Technical Specialist - LabPlus, ADHB.
Often referring to herself as a “farmer’s daughter,” Pippa Dryland believes it explains her ‘number 8 wire’ approach to life and her affinity to lateral thinking.
Starting out in the Bay of Plenty on a Kiwifruit farm, right next to a cool store and pack house started by her parents and business partners, there were also horses in the back yard and the other usual attractions that make rural life so appealing.
Moving to Auckland when she was 8, after her mother secured a role with the then Kiwifruit Marketing Board (now Zespri), she says her life suddenly took on a new sense of purpose, and disruption.
“Both of my parents studied at university which is where they met. So I never questioned that I too would go to university. As a child I ended up going to many different schools, including a term studying correspondence from Belgium where my mum was working at the time. This taught me how to get along with a wide range of people and to adapt quickly to new environments.”
As a toddler Pippa had been diagnosed with coeliac disease which is a common hereditary autoimmune disorder causing an intolerance to gluten, which fostered a keen interest in science at school and eventually at university.
Opting to study biotechnology which combined a wide range of scientific papers along with papers in management, statistics and a Critical Thinking elective paper, Pippa says she quickly discovered she had found her sweet spot.
“During my undergrad years my favourite lecturer was Assoc. Prof Don Love who happened to teach genetics which I also had a keen interest in. I loved the way that he didn’t expect you to learn by heart a bunch of facts; his teaching style was much more conceptual, taking you on a journey through each lecture. This is a style that really resonated with me.”
So, when Pippa decided on her honours project and needed some help editing her dissertation Don Love was the first person she called.
“On completion of my degree I again went to Don for advice. I had been offered a PhD in Forensic Science by the supervisor of my honours project and I wasn’t really sure what was the right move or what was even available. Don knew I was a Coeliac and suggested that I try looking into Nutrigenomics (the study of nutrition and how it relates to a genetic type, a personalized nutrition approach). So, I took his advice and met with Prof Lynn Ferguson.”
Embarking on a PhD with Nutrigenomics NZ Pippa says the doctorate gave her a rich and varied experience, working with over 60 different scientists across the Nutrigenomics NZ collaborators; Hort Research and Crop and Food (since amalgamated into Plant and Food research), AgResearch and the department of nutrition.
However priorities changed when Pippa and her husband decided to have a baby towards the end of her PhD.
“I used to joke that parenting wasn’t as hard as I expected since I had been nursing a PhD for years!

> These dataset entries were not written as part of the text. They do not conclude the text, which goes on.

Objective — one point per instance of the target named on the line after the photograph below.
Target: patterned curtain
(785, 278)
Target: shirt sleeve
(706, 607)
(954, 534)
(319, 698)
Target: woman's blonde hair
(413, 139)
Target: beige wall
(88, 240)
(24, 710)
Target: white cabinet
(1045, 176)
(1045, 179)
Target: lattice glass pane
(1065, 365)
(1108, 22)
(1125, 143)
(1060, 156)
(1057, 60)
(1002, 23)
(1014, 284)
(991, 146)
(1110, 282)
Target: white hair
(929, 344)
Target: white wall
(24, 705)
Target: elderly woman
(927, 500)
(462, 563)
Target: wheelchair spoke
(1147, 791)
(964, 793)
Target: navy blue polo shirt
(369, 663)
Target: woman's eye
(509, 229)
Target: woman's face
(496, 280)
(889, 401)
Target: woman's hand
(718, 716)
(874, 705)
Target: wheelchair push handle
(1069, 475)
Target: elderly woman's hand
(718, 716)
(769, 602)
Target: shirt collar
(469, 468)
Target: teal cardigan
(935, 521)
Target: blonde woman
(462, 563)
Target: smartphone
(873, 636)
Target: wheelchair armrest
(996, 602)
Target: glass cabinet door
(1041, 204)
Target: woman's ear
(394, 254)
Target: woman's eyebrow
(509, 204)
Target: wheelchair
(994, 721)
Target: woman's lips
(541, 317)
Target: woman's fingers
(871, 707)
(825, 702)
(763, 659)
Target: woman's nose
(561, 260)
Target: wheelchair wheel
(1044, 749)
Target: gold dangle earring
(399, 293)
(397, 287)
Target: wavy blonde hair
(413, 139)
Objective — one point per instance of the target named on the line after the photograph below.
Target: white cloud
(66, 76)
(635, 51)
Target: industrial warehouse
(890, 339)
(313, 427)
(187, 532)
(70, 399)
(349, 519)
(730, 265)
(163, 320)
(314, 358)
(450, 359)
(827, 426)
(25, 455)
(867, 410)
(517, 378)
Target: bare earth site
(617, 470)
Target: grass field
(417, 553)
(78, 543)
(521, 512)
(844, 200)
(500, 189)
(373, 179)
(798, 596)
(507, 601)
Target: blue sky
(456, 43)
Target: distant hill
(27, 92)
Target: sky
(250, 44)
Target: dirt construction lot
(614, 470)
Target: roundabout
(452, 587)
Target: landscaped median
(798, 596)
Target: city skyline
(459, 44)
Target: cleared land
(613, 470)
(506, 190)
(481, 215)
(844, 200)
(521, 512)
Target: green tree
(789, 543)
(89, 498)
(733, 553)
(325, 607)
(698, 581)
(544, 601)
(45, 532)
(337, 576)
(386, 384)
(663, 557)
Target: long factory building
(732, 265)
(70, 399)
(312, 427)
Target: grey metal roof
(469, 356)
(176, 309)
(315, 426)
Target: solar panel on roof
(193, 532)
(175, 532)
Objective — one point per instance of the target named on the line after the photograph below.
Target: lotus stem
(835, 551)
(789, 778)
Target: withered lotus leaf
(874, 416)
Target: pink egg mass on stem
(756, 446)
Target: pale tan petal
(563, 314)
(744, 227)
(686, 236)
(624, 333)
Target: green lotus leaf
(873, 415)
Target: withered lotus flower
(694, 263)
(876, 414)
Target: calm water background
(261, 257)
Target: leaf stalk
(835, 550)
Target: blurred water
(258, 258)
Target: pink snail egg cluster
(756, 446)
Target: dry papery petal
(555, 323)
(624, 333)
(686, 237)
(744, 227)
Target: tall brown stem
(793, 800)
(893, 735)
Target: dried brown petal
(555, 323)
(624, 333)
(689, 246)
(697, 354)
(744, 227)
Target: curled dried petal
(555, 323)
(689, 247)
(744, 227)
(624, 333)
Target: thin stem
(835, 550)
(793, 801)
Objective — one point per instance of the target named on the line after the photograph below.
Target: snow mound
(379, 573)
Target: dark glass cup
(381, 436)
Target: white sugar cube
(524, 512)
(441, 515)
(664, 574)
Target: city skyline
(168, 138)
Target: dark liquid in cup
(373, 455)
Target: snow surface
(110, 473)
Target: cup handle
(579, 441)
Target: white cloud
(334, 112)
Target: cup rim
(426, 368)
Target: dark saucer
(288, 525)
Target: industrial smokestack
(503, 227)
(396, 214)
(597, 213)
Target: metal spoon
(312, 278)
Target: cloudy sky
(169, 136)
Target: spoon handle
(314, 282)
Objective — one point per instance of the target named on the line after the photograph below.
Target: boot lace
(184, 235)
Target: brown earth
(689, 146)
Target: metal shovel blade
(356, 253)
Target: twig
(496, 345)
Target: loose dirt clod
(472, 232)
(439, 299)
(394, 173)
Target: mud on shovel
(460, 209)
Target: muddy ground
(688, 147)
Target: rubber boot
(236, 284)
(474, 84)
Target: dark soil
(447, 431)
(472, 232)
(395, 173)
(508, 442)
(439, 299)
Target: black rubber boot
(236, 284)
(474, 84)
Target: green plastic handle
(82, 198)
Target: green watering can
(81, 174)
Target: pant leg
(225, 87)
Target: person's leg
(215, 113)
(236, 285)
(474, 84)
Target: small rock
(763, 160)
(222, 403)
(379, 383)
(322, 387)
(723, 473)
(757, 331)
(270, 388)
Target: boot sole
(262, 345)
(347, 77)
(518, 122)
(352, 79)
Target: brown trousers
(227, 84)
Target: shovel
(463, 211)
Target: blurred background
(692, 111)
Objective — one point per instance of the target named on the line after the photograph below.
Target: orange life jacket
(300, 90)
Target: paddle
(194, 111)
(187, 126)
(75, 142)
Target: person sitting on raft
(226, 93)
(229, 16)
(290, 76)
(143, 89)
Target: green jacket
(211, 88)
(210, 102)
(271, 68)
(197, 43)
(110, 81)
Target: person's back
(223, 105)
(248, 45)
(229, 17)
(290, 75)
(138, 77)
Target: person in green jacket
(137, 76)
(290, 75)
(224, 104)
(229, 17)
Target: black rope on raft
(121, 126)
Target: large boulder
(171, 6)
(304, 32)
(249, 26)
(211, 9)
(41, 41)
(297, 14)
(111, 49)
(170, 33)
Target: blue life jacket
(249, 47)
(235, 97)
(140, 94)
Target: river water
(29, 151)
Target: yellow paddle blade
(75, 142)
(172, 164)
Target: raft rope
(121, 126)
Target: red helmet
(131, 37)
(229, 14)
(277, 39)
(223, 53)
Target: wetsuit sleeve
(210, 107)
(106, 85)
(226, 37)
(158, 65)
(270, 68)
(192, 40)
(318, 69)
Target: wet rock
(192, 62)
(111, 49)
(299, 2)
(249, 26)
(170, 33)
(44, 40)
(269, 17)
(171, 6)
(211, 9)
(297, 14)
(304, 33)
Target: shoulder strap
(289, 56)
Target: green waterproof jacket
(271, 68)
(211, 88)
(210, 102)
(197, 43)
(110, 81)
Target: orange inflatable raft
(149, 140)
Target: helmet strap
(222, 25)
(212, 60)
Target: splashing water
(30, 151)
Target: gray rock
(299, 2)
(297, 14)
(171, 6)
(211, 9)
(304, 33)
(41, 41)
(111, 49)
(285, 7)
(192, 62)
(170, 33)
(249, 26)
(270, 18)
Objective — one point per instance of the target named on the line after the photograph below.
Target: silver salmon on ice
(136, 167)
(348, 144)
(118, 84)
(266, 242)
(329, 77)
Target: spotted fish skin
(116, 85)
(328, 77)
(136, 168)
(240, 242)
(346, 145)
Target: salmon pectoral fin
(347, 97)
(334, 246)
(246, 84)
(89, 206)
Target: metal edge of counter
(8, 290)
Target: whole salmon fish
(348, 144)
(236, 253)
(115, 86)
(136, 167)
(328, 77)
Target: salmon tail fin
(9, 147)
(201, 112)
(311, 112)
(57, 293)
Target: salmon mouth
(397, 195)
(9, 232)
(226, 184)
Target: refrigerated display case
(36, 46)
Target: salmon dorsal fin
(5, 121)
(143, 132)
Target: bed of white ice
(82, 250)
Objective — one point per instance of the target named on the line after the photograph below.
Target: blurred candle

I wasn’t used to having spare time, money or sufficient sleep so I strolled right into parenthood.”
Securing a role at LabPlus after having her second child, Pippa says the role in molecular genetics was able to provide her with the job security that was necessary with two young kids and a mortgage in Auckland, as well as being able to implement new testing protocols and manage the running of them while also writing up academic papers in her spare time.
In 2016 looking for a new challenge at LabPlus, a Technical Specialist position in newborn screening seemed to tick all the boxes. Managing staff, and overseeing the implementation of the first molecular assay for national newborn screening in NZ to test for Severe Combined Immune deficiency, NZ is only the third country in the world to offer national screening for this condition. “We currently run 7 different assays in order to test for rare inherited life-threatening disorders that with early treatment can save the lives or dramatically improve the quality of life for these babies. We test on average 250 baby samples a day and around 60,000 a year so it’s a demanding schedule.”
Pippa says she works with a hugely supportive team that works very well together.
“The work we do supports every baby in New Zealand and it’s very rewarding to be able to make a contribution such as this.”